Pourquoi l’inspectrice d’académie de l’Allier s’acharne sur les élèves de Commentry

Interdiction de chanter « Les Mains d’or » 

Après avoir intimidé des enseignants de primaire pour tenter d’empêcher les élèves de chanter « Les Mains d’or » de Bernard Lavilliers lors d’un concert de l’harmonie municipale organisé en soutien aux salariés de l’usine d’Erasteel, l’inspectrice d’académie de l’Allier a enjoint la principale du collège de Commentry d’interdire à la chorale de son établissement de se produire lors de l’événement.

Au lendemain de la rentrée des vacances d’hiver, les élèves de la chorale du collège Émile‑Mâle de Commentry se sont vu distribuer, par leur professeure de musique, un petit mot à la saveur amère.
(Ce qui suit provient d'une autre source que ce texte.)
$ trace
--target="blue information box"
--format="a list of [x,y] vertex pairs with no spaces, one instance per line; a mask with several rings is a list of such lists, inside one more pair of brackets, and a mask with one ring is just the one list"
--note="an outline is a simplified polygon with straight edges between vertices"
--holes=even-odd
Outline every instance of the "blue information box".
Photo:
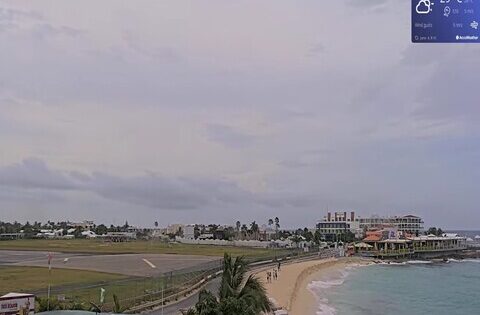
[[480,0],[412,0],[412,42],[480,43]]

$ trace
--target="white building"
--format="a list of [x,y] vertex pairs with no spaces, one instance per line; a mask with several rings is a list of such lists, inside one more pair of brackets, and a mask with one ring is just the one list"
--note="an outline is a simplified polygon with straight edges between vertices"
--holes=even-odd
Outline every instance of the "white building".
[[68,222],[67,225],[72,228],[82,228],[85,230],[91,230],[95,227],[95,223],[91,220],[83,220],[82,222]]
[[391,225],[398,228],[399,231],[411,234],[421,234],[424,231],[423,219],[416,215],[379,217],[371,216],[368,218],[359,218],[360,228],[371,230]]
[[355,234],[356,238],[361,238],[365,231],[381,229],[386,226],[393,226],[401,232],[421,234],[423,232],[423,219],[415,215],[362,218],[356,216],[353,211],[328,212],[323,220],[317,224],[317,229],[326,239],[336,240],[339,235],[347,231]]
[[189,240],[195,239],[195,225],[193,224],[185,225],[183,230],[183,237]]
[[35,313],[35,296],[26,293],[8,293],[0,296],[0,314],[33,315]]
[[185,225],[183,224],[170,224],[167,229],[169,234],[177,234],[181,231],[183,231],[185,228]]
[[363,236],[363,230],[354,211],[328,212],[323,221],[317,223],[317,229],[329,241],[339,240],[347,232],[351,232],[356,238]]
[[95,232],[93,232],[93,231],[83,231],[82,236],[84,236],[86,238],[96,238],[98,235],[95,234]]

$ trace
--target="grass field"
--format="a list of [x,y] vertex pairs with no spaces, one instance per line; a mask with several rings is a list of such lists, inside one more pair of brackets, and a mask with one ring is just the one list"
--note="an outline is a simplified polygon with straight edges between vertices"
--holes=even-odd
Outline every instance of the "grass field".
[[92,283],[116,281],[126,276],[69,269],[53,269],[42,267],[10,267],[0,266],[0,294],[8,292],[47,291],[48,284],[57,286],[82,286]]
[[75,240],[13,240],[0,241],[0,250],[36,250],[57,251],[65,253],[95,253],[95,254],[184,254],[223,256],[225,252],[231,255],[268,256],[273,254],[270,249],[255,249],[242,247],[226,247],[213,245],[167,244],[159,241],[133,241],[123,243],[108,243],[94,239]]
[[[105,289],[105,302],[112,304],[116,294],[124,305],[132,306],[147,296],[149,299],[160,297],[162,287],[165,293],[186,288],[183,284],[197,281],[202,272],[195,272],[173,277],[129,278],[127,276],[42,267],[0,266],[0,295],[8,292],[33,293],[37,297],[46,297],[48,285],[51,285],[51,296],[65,297],[65,303],[77,302],[84,306],[89,302],[99,303],[100,288]],[[155,293],[156,295],[152,295]]]

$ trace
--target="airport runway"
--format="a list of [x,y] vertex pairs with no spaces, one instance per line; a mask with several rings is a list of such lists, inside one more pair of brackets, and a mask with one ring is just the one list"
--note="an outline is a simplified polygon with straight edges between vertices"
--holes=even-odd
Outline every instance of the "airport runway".
[[[0,251],[0,264],[47,267],[48,252]],[[219,257],[173,254],[84,255],[54,253],[52,268],[81,269],[152,277],[180,269],[199,270]]]
[[[48,251],[16,251],[16,250],[0,250],[0,265],[14,264],[18,262],[43,261],[45,265],[48,260]],[[74,257],[78,254],[62,254],[53,253],[57,259],[65,259]]]

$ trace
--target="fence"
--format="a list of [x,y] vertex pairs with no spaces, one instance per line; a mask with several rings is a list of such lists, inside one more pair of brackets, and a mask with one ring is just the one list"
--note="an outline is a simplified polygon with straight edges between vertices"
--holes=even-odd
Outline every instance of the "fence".
[[[295,257],[316,256],[318,252],[306,253],[303,249],[275,250],[261,255],[245,256],[252,266],[264,262]],[[193,267],[173,270],[156,277],[130,277],[123,280],[90,283],[88,285],[62,285],[50,288],[50,310],[89,309],[92,303],[101,305],[102,311],[114,309],[113,295],[117,295],[122,309],[139,309],[139,305],[169,303],[188,295],[196,284],[206,281],[223,268],[223,259]],[[100,303],[100,291],[105,290],[104,303]],[[38,297],[47,296],[47,288],[33,292]]]

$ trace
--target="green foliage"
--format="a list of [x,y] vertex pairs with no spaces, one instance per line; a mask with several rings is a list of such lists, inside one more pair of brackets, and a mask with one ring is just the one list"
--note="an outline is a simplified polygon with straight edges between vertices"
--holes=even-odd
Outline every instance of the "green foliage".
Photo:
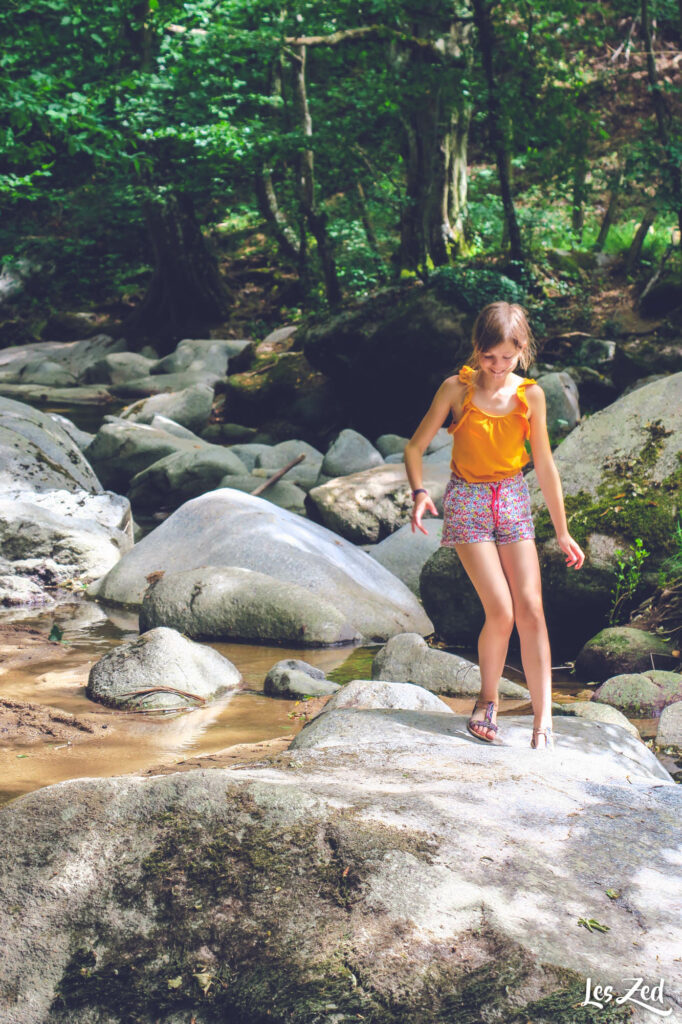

Celui‑ci, signé par la principale de leur établissement, leur interdisait purement et simplement de participer au concert de l’Harmonie commentryenne, le 28 mars prochain, invoquant « l’obligation de neutralité de l’éducation nationale, le concert étant désormais affiché comme un soutien aux forges de la ville ».

Le petit mot à la saveur amère signé par la principale de l’établissement.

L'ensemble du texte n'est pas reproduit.